“I loved our new parsonage, too. There were only two bedrooms downstairs, but there was a large, unfinished area with a half bath upstairs, and there was a back porch big enough to divide into two extra bedrooms. I did a twirl around our new living room and landed in Carl's arms.
“When we finished the remodeling, we had four small bedrooms upstairs, papered in blue for the girls, with bunk beds built in under the eaves. Alex had a circus-patterned nursery at one end of the back porch. The larger addition to the back porch was transformed into a double bunk room for Donny with cowboy and indian wallpaper.”
The above passages were taken from The Family Nobody Wanted, by Helen Doss, and describe the first house of which I have any real memory.
This photo was printed alongside an article about the Doss family in the November 12, 1951 issue of Life magazine which gives further information about the family that was printed in both the book and the Life article. This was my first introduction to this house by my parents — showing me the photos in the article (five years later) which was printed shortly after my first birthday, celebrated in Linton, North Dakota, near the capital city of Bismarck where I was born. We moved into the house five years after the article was printed and perhaps because it already had a “reputation,” I knew that some exciting times were in store there for me, my parents and my older brother during the happiest three years of my entire life.
We left Linton in 1952 and moved to Atlanta where my father finished his Bachelor of Divinity degree at Emory University. Two years later, in 1954, we moved to Fort Jones in Siskiyou County, California. Two years after that, in 1956, we moved into the Methodist parsonage in Boonville that the Doss family, with their 12 adopted children from several different racial/ethnic backgrounds, had inhabited five years earlier. It was a magical place for a six year old and still contained the spirit of this large family, although the rope ladder leading to the treehouse had since been removed along with the treehouse. Inside, though, on the second floor there was a built-in playhouse adjacent to a long counter that my 12-year old brother and I used to play “store” and many other lively games. I can't even imagine that house without the sound of children's laughter in it. My parents used the built-in bunk beds in the upstairs bedroom to store old magazines and I spent many a pleasant afternoon after school lying on the upper bunk listening to my father's classical music while looking at the pictures in the magazine.

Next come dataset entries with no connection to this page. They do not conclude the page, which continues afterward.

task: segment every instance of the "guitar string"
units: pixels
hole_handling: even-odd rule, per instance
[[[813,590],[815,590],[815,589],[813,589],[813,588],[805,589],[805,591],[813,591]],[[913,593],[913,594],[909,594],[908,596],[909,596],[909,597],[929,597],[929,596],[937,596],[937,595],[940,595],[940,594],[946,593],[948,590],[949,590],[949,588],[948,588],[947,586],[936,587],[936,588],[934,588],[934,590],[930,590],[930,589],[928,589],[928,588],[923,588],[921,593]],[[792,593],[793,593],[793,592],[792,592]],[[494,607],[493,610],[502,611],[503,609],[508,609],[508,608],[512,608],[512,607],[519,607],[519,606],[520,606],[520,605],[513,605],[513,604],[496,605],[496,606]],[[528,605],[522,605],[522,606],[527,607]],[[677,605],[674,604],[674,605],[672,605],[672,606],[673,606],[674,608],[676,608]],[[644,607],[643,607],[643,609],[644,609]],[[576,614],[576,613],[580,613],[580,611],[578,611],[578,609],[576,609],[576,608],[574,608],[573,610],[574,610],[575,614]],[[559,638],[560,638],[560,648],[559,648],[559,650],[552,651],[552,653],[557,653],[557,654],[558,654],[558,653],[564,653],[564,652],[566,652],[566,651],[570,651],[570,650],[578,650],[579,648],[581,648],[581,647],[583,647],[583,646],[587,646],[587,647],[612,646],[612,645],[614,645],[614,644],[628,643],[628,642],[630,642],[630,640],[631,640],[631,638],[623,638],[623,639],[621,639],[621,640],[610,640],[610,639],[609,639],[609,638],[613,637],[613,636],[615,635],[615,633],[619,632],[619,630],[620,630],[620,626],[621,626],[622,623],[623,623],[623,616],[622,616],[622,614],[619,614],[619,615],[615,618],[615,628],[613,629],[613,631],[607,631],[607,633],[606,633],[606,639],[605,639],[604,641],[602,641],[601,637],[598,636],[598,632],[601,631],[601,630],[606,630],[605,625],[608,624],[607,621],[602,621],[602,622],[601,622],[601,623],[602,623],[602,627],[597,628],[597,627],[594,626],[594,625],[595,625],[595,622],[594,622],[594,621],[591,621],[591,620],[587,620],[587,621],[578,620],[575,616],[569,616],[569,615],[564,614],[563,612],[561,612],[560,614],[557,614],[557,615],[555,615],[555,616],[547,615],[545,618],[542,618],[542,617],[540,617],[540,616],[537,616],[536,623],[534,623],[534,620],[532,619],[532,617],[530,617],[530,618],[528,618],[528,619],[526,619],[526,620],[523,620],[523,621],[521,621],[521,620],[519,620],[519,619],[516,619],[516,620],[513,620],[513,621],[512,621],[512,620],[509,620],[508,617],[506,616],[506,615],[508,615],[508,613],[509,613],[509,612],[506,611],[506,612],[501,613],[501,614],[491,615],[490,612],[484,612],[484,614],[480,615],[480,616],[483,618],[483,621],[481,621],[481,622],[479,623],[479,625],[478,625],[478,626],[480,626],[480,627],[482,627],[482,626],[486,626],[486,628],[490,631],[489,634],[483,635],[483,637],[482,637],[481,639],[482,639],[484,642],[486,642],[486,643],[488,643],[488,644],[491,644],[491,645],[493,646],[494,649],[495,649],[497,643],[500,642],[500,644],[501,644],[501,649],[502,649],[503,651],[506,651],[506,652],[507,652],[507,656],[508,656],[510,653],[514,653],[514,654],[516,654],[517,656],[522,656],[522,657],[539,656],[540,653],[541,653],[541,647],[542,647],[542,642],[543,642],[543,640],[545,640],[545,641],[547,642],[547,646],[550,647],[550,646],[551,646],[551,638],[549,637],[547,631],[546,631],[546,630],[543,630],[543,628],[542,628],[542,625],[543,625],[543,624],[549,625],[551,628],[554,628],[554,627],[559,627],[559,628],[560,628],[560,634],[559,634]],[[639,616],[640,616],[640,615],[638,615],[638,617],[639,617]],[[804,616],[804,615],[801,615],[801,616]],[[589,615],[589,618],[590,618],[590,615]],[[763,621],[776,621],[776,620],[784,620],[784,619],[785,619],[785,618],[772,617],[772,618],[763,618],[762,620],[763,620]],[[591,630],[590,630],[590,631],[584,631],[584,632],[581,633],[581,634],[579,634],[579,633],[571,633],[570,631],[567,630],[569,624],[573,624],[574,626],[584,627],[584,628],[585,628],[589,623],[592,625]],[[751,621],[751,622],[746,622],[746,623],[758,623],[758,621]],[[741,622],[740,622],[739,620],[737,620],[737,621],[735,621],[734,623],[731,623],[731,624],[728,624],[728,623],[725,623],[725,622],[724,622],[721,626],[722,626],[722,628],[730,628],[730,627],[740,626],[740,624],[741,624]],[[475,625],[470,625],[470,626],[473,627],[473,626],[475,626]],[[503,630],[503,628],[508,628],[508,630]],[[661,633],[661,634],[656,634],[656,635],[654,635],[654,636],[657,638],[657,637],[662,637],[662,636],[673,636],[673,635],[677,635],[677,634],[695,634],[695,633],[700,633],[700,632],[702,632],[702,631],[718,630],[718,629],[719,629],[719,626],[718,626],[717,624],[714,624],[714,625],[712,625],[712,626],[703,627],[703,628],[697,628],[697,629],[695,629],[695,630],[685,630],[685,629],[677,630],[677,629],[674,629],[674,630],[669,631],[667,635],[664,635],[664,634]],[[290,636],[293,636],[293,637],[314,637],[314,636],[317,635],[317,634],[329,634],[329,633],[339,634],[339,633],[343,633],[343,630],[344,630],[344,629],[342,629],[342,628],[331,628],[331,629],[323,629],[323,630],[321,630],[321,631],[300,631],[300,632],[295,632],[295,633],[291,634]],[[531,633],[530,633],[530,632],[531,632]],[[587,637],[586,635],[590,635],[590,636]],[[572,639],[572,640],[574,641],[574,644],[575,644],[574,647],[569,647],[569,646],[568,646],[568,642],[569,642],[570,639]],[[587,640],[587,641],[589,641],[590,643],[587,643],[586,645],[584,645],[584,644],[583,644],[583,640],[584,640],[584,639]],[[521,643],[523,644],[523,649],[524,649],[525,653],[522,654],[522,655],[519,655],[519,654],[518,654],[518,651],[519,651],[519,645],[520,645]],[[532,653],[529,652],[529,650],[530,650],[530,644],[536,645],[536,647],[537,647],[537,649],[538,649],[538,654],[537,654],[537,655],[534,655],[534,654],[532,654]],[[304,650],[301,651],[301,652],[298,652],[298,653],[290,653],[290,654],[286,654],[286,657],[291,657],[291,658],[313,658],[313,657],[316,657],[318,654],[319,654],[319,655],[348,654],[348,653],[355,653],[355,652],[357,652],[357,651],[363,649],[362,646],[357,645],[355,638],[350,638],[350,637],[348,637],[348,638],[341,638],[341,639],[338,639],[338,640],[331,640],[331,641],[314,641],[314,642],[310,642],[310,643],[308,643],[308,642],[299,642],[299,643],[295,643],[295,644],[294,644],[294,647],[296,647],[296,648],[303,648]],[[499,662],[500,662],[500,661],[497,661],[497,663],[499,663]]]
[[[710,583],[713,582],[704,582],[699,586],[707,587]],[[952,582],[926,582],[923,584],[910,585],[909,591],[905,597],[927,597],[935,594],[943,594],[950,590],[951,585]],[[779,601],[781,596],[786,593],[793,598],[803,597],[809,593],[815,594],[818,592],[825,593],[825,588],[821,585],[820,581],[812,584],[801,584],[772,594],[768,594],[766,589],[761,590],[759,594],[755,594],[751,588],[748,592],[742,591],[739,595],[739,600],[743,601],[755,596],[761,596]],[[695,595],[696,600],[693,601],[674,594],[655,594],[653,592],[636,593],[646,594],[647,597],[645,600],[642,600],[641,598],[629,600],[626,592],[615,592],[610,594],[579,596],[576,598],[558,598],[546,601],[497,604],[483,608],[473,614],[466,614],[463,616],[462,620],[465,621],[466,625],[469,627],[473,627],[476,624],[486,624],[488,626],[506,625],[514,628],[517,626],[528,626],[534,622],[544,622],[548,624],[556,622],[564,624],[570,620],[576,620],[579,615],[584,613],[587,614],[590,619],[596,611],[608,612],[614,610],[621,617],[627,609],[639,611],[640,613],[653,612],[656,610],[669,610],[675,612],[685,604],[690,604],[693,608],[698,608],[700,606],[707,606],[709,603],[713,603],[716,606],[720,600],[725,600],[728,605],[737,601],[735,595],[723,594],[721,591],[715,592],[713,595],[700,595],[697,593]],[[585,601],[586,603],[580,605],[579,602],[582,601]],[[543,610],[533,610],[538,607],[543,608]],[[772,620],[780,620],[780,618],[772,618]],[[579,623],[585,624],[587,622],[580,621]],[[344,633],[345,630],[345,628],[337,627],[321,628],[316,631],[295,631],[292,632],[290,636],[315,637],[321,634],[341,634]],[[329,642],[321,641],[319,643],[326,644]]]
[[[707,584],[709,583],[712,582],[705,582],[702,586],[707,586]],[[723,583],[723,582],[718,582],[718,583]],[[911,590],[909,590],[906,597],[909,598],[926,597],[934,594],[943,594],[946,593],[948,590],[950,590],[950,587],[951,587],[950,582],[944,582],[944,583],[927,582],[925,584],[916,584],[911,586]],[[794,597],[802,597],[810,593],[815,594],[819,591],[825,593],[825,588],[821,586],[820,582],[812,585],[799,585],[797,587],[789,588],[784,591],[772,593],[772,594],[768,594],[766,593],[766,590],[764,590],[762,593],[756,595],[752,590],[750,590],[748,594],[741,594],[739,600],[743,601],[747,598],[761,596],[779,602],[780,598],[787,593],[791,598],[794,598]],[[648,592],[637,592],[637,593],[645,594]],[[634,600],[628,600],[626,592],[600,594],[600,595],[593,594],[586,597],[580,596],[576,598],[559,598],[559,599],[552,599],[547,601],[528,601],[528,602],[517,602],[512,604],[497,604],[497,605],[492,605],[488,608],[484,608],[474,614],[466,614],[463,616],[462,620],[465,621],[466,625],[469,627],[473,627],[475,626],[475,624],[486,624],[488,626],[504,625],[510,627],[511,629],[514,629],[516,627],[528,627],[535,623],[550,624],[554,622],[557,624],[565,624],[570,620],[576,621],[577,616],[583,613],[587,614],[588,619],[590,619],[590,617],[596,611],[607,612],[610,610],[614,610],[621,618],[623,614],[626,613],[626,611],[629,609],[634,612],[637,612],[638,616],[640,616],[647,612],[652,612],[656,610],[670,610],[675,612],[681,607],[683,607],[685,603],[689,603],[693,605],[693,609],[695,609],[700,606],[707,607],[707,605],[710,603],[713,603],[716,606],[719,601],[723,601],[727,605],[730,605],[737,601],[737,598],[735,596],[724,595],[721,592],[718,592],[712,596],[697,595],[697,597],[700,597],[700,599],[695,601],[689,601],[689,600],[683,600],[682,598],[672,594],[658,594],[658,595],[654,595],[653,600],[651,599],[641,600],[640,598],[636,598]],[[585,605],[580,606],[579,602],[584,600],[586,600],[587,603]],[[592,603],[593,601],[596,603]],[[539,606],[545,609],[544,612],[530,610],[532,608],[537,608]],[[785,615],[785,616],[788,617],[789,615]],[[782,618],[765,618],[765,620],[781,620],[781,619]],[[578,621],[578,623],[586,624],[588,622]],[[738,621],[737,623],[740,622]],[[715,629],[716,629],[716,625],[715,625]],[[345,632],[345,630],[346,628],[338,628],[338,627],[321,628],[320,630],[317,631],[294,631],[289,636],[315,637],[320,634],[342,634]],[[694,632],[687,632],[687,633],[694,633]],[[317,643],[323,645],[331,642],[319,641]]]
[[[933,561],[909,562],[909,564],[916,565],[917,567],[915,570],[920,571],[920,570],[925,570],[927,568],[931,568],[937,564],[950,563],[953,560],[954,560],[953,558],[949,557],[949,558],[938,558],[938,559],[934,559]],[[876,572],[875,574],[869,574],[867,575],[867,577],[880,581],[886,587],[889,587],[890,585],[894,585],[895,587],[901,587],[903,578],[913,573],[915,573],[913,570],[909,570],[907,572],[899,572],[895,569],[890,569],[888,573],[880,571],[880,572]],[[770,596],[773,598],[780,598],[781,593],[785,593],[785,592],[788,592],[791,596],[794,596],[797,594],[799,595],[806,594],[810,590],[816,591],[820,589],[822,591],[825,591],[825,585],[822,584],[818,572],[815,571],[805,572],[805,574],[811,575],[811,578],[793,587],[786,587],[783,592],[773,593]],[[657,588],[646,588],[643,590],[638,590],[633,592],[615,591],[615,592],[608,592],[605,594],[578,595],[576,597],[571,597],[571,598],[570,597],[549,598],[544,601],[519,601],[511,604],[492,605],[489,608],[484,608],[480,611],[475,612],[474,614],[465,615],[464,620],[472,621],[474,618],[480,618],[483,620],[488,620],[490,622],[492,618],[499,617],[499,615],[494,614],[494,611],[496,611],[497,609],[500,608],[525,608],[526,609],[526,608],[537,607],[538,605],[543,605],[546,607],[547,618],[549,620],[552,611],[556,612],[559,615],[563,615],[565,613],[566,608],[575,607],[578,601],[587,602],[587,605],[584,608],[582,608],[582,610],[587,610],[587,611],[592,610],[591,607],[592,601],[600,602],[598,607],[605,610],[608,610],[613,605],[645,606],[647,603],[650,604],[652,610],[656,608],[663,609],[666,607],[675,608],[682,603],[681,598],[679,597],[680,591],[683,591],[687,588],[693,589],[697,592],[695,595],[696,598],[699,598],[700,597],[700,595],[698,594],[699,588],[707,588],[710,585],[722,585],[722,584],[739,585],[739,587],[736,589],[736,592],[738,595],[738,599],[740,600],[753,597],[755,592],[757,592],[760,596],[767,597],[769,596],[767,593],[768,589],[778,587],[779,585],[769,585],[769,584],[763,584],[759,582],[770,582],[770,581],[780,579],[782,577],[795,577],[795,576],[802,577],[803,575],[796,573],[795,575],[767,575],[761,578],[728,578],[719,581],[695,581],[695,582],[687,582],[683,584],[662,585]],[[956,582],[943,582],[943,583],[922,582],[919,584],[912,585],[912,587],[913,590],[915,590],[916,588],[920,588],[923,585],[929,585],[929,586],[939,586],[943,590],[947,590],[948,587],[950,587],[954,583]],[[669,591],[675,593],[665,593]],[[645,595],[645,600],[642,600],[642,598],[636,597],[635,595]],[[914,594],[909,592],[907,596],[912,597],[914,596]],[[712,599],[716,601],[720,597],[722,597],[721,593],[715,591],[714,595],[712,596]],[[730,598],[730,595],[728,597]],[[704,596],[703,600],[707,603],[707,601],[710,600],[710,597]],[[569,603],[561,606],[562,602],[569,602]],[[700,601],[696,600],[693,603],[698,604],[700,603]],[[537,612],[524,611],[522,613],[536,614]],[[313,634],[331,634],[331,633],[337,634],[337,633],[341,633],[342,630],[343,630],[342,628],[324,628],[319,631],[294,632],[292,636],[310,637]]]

My bedroom was one of the ones on the back porch, a gateway to a huge backyard surrounded by berry bushes from which we would pluck the ripe berries and pop them into our mouths, the juice streaming down our chin. Closer to the house wild mint was growing, the sprigs of which we would pick and crush into iced tea or lemonade, a special treat that would cool us off on hot summer afternoons. And although the rope ladder and tree house had been removed, that large, beautiful tree still provided us with apples, the tartness of which would make our mouths water. To this day I still savor the taste of sour apple as it conjures up memories of this place, located in a region known for producing some of the best apples in California. This house also conjures up memories of hula hoops, skits that my brother and I presented to neighbors and friends, dinners based on recipes from Navarro by the Sea, our favorite nearby restaurant owned by the Zanoni family whose twins, Gene and Jane, attended school with my brother, and our first black and white television. On Sunday mornings the huge grassy area in front of the church would be filled with cars which later would wind their way over to nearby Philo where my father preached during the second service before the weekly potluck for both churches.
That huge unfenced backyard behind the house and church was an open invitation to flights of fantasy and imagination which contributed greatly to the subject material for the creative writing stories I excelled at in school. And the part of the back porch that was not my bedroom was a workroom/lab for my brother and me where he would do wooden carvings with his wood-burning set or science experiments with his chemistry set while I built plastic models of characters from Dr. Seuss stories or created elaborate buildings with my wooden blocks. I don't remember much about the kitchen, dining room, bathrooms, or living room, except that the latter had a huge picture window that looked out on the front yard which wasn't nearly as large as the backyard.
If I were to sum this place up using my current terminology, I would say that it had a very good “energy.” It was a happy time for all of us — my father continuing to develop his ministerial skills, my mother beginning her teaching career (which continued for another 25 years), my brother entering adolescence and me beginning school and piano lessons (which continued for another six years). I liked the status of being a minister's and teacher's daughter, and their focus on their careers and my brother's on his hobbies gave me ample time and freedom to explore both the internal and external “wide open spaces.” I've never since been able to recapture that sense of tranquility.